Thomas Muir got penal servitude for merely asking a question

Thomas muir
Thomas Muir of Huntershill

Robert Burns trod a fine line between freedom and liberty. This was the very subject of many of his works but he lived at a time where freedom of speech could get you into a lot of bother. The lawyer and free thinker Thomas Muir got sent into penal servitude in Australia by the infamous Robert Dundas for merely asking a question. Perhaps Burns got away with it because he wasn’t really taken seriously by the authorities as a political threat. After all he was just a poet who had a passion about women, drink and scribbling down verses. Who could take someone like that seriously ?  However, if he had caught the eye of the long arm of London he would have been the first to know. He was such a skilful writer that he could, in the best traditions of Jacobitism, say something that actually meant something else.

Robert Dundas

He was also a skilled chameleon with good instinct on knowing how far he could push the boundaries. For all his Presbyterian judged faults, he was charming, cleaver and friendly. Just before he died he said “if I’m going to write anything, let it be sedition” for he knew he was almost beyond the oppressor’s grasp. This statement tells us that, but for the voice of self preservation inside his head, his writings would have been perhaps, mostly sedition.

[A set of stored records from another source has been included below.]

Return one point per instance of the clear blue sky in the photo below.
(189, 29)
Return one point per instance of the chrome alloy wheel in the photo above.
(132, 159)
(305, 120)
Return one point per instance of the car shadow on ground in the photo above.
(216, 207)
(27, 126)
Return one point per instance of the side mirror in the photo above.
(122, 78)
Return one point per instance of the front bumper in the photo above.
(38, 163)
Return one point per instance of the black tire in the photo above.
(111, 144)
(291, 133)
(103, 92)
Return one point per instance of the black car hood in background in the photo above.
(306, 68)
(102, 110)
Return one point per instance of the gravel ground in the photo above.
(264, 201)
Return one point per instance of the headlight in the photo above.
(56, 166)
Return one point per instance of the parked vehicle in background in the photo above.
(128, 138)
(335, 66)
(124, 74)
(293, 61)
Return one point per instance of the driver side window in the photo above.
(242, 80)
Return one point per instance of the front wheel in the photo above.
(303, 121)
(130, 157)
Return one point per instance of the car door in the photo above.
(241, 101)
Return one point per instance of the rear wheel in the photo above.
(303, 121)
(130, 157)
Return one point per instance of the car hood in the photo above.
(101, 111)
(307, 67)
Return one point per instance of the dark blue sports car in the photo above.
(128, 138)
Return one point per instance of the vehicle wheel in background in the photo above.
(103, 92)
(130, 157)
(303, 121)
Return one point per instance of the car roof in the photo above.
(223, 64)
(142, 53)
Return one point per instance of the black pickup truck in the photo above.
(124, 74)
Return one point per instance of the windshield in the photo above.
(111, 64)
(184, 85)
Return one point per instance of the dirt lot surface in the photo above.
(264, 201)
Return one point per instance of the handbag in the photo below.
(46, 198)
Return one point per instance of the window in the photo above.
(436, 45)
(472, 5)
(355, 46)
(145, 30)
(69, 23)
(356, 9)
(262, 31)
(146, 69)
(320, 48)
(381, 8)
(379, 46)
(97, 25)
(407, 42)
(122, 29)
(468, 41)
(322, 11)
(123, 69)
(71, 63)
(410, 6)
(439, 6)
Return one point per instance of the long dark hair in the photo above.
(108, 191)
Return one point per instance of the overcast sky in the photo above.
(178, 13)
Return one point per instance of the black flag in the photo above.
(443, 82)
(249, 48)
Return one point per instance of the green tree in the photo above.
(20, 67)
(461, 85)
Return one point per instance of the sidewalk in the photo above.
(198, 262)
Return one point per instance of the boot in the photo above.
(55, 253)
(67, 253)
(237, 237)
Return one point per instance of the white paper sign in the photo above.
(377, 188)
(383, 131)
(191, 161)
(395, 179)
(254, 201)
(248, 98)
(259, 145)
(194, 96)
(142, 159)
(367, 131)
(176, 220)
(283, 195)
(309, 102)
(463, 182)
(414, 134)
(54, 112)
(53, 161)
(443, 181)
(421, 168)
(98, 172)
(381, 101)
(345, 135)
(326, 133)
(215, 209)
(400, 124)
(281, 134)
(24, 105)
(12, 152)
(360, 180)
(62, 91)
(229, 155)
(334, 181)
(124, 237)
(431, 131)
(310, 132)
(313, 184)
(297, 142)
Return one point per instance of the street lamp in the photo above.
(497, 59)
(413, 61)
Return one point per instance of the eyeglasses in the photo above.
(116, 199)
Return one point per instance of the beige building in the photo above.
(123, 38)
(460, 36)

Scots wha hae is a very provocative song. A free and sovereign Scotland…?  You just couldn’t go around saying these things back then but Burns got away with it. Well it wasn’t exactly like that. At the end of August 1793 he sent the song to his publisher George Thomson.

Scots wha hae

Burns was passionate about Scottish independence

Burns was passionate about Scottish independence but not at any cost. He couldn’t resist this song though. No love was lost between Burns and the Whigs who he largely blamed for the demise of the Stuart Monarchy and the murky Act of Union of 1707.

Awa Whigs awa

A fair chunk of money changed hands

According to Burns, a fair chunk of money changed hands in exchange for Scotland pledging it’s allegiance to the up and coming British Empire in the best traditions of spivery and racketeering.

Did it matter…………..? It mattered to Burns !   Why………? Because Burns just happened to be part of the Scottish Renaissance in thinking and creating and being Scottish. By 1759, when Robert Burns was born Scotland was in the process of being subsumed by Great Britain.